I went outside last night to chase away the neighbor's darned tom cat and this is what I saw:







Stenocereus thurberi or organ pipe cactus

The blooms will fold up by about 9am. They're full of bees all morning, but it makes you wonder what kind of creature pollinates them during the night.


----------



## wrmitchell22 (Jun 15, 2011)

That is so cool!


----------



## Missy (Jun 15, 2011)

Beautiful


----------



## Fernando (Jun 15, 2011)

VERY cool


----------



## Isa (Jun 15, 2011)

WOW! Very impressive


----------



## Zouave (Jun 15, 2011)

Beautiful!



emysemys said:


> ..... makes you wonder what kind of creature pollinates them during the night.

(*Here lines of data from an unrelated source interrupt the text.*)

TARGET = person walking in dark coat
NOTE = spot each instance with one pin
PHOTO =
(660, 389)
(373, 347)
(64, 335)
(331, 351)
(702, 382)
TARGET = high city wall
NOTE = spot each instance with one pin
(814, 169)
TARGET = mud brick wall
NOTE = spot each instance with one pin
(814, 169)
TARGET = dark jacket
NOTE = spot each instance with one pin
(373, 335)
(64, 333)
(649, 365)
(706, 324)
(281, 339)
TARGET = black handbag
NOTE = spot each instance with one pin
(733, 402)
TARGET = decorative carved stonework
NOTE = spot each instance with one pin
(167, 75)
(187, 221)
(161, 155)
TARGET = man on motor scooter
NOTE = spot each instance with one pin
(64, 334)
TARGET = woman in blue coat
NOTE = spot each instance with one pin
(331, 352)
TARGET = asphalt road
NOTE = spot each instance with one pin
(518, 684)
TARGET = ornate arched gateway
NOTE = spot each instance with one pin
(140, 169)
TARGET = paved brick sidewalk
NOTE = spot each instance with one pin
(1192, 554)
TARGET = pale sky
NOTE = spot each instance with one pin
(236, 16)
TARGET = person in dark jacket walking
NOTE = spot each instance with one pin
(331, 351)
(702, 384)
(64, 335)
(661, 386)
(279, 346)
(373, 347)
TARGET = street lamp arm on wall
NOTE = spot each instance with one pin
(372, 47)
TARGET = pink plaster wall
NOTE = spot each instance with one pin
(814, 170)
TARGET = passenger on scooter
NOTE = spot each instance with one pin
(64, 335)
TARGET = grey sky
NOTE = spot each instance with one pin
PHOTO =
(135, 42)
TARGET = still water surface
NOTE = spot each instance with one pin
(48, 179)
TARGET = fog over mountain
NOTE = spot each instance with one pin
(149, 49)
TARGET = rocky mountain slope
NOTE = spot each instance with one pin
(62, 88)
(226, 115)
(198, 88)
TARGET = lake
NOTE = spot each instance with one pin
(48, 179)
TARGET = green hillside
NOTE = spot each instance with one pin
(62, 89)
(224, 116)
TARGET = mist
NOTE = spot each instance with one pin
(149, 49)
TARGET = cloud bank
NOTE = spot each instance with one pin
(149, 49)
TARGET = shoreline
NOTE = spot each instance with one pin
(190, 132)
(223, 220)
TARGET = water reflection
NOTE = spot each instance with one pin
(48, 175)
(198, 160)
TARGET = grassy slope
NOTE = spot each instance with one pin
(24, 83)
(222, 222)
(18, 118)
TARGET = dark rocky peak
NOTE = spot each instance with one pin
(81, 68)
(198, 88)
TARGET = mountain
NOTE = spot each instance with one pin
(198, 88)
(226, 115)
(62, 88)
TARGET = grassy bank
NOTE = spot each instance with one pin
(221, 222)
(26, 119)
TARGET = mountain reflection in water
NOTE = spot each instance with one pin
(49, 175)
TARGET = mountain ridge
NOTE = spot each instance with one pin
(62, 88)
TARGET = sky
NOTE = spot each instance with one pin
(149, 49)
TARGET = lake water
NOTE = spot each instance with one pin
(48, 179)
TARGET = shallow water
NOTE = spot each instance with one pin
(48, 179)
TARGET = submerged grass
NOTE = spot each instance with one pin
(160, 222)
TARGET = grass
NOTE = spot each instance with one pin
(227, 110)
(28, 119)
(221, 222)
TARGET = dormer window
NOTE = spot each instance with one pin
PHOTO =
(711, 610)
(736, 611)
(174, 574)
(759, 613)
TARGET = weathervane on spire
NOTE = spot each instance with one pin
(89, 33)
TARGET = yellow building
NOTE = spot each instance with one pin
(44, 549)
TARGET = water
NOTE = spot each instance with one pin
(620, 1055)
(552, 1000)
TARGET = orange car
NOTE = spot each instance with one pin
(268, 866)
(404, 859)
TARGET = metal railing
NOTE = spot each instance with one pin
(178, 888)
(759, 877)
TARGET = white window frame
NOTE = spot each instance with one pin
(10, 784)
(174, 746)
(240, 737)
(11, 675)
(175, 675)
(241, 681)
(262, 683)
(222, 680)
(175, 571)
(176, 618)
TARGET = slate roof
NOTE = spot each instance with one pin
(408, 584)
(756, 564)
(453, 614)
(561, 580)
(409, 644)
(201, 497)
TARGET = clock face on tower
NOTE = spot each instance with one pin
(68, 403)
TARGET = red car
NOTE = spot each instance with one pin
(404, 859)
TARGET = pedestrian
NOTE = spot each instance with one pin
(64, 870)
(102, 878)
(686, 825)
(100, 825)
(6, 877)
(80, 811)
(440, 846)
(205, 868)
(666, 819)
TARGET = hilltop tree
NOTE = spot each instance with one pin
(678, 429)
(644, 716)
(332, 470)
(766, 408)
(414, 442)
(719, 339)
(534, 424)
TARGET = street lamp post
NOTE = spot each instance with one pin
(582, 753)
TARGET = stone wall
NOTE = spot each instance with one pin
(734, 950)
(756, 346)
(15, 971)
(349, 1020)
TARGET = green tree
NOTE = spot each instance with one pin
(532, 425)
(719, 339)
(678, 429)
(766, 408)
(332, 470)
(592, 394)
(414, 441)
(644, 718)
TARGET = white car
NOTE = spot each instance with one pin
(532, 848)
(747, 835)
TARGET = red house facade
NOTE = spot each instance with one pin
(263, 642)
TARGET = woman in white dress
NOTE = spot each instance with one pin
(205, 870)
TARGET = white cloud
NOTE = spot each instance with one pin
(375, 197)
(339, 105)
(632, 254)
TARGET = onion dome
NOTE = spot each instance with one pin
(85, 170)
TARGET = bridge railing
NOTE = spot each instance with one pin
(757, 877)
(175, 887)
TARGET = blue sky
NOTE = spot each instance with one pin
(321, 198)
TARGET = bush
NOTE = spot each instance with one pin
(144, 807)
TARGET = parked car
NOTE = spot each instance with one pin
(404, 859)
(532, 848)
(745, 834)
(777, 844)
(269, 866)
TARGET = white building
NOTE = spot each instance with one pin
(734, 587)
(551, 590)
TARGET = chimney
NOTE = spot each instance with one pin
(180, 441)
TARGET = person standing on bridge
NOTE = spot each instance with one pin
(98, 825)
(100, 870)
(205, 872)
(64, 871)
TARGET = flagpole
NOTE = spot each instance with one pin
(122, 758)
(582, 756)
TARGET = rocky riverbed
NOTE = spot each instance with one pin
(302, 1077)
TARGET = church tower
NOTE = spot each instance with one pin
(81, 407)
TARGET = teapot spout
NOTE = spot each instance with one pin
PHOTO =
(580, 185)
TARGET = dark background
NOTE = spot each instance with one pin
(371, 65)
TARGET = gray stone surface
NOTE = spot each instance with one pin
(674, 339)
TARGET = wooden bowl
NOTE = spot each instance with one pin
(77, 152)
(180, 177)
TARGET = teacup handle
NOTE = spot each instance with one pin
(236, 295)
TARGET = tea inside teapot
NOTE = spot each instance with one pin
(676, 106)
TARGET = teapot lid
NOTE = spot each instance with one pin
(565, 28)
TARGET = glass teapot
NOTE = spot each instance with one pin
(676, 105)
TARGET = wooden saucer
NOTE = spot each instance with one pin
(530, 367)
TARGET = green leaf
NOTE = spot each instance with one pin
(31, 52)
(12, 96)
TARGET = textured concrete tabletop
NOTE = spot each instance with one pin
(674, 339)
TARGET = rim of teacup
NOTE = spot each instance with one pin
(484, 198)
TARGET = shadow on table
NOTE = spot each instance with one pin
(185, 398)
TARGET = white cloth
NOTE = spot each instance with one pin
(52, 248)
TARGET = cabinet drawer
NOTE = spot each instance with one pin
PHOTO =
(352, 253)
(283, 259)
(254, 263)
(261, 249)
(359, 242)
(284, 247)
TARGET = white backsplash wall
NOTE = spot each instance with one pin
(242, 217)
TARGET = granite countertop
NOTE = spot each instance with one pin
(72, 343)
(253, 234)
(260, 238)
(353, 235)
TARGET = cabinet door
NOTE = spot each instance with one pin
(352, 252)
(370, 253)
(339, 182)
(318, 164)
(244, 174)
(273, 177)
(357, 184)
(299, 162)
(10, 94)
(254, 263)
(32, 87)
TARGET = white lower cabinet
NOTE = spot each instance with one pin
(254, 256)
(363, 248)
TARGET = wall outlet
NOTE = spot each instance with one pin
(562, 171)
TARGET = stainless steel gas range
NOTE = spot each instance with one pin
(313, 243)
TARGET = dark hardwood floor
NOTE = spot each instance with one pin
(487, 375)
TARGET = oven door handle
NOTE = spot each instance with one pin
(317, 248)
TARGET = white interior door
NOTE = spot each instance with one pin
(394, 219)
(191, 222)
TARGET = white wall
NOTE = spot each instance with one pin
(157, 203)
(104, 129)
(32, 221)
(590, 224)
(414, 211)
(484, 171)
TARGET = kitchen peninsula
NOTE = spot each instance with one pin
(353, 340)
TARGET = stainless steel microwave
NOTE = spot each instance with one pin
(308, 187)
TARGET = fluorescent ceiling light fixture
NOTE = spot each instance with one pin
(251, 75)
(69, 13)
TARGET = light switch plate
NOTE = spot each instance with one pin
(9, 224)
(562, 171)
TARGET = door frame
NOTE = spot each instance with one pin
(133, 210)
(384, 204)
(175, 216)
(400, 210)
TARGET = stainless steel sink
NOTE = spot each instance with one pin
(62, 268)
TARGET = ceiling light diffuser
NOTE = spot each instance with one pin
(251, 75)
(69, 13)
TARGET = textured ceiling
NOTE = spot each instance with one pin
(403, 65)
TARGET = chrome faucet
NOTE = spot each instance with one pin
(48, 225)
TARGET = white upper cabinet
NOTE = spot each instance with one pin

According to the wiki, BATS!!


----------



## Laura (Jun 15, 2011)

I know some Moths do... but bats are cool!
not sure we have those type of bats here tho... 
My cactus has No blooms at all... I figured it would be loaded..


----------



## dmarcus (Jun 15, 2011)

Very cool..


----------



## Turtulas-Len (Jun 15, 2011)

Neat Pic, I really like the night bloomers. Looks like you have at least 7 more to open. Len


----------



## ALDABRAMAN (Jun 15, 2011)

Beautiful!


----------



## pebblelu (Jun 20, 2011)

Those are beautiful. I want some. Now off to see where I can find some.


----------



## Melly-n-shorty (Jun 20, 2011)

So pretty! I can't wait till ours blooms!


----------



## dmmj (Jun 20, 2011)

I second bats, and it is a shame that some of the most beautiful blossoms on cacti happen at night.


----------



## October (Jun 20, 2011)

Most certainly bats. I love sitting out right before the last light of day and watch them swoop and titter about. You can tell they're bats because they fly so crazily.


----------